Бежит асфальтовый ручей
У городской границы.
И девять тусклых этажей
Успели здесь прижиться.

К автобусам, почти пустым,
Из-за глухой ограды
Навстречу тянутся кресты,
Всему живому рады.

Клянутся многие жильцы
И дьяволом, и богом,
Что роют ночью мертвецы
Тоннель через дорогу.

Но стоит ли пласты земли
Крошить когтями робко,
Перемещаясь из-под плит
В панельную коробку.

 Полубрезгливо прочитав эти строки по памяти, - опустошаю фляжку. Водка идет туго. Мною и без нее овладевает какое-то благостное беспамятство, присущее кладбищенским наделам.

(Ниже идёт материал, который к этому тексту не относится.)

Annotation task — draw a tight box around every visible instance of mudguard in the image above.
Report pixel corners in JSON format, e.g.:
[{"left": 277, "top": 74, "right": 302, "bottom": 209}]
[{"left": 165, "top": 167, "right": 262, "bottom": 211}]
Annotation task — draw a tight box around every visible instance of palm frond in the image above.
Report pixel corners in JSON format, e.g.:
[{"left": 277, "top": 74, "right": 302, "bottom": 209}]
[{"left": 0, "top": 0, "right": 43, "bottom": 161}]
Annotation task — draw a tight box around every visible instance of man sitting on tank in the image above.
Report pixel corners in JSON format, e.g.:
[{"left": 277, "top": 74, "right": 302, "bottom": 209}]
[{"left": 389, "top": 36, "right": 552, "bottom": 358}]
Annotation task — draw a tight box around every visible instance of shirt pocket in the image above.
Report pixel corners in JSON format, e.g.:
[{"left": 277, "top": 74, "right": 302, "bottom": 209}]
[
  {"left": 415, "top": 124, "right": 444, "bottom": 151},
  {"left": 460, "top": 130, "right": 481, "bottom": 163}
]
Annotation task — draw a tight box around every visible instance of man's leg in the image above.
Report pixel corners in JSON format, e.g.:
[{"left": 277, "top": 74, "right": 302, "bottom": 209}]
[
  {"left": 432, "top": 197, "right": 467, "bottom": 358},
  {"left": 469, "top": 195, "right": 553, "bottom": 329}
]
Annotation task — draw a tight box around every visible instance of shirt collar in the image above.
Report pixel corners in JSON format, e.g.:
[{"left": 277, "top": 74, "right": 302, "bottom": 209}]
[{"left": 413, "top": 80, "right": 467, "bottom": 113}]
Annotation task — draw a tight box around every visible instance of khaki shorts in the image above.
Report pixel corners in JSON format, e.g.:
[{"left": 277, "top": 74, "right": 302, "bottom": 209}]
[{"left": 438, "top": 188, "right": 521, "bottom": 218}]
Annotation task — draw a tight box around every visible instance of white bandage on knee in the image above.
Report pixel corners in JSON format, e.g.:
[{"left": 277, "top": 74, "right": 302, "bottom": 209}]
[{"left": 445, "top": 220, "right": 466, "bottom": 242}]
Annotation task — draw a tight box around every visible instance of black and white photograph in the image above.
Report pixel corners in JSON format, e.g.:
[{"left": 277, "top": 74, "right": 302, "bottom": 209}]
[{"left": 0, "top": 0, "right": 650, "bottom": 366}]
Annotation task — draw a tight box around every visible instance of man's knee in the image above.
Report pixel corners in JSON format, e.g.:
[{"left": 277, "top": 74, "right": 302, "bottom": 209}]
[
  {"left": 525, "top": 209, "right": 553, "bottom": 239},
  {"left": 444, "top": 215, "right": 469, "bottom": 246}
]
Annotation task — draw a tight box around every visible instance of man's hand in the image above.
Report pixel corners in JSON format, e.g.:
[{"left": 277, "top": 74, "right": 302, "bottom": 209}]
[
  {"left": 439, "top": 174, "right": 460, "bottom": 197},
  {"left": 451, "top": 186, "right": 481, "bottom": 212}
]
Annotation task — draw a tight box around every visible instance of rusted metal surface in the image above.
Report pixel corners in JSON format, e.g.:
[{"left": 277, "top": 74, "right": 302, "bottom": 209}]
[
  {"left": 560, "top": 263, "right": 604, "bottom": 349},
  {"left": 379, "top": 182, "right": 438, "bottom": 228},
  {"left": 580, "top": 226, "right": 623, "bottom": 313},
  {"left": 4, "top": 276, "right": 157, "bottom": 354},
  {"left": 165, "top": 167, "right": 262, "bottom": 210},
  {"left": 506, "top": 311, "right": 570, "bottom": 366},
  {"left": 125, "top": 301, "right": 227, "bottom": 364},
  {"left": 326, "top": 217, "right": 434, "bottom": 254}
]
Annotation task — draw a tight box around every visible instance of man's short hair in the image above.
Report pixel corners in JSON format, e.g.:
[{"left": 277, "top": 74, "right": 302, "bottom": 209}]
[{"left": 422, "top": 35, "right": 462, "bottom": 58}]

Больно материальный характер носит их чересчур наглядная граница "между тем и этим светом".
 Почему люди - сами же придумавшие кладбища - относятся к ним с пренебрежительной опаской?
 Но оно и к лучшему. Будь кладбища не так страшны, где бы я тогда хоронился от жизни, - чтобы, поболтав с воронами, вернуться к ней заново?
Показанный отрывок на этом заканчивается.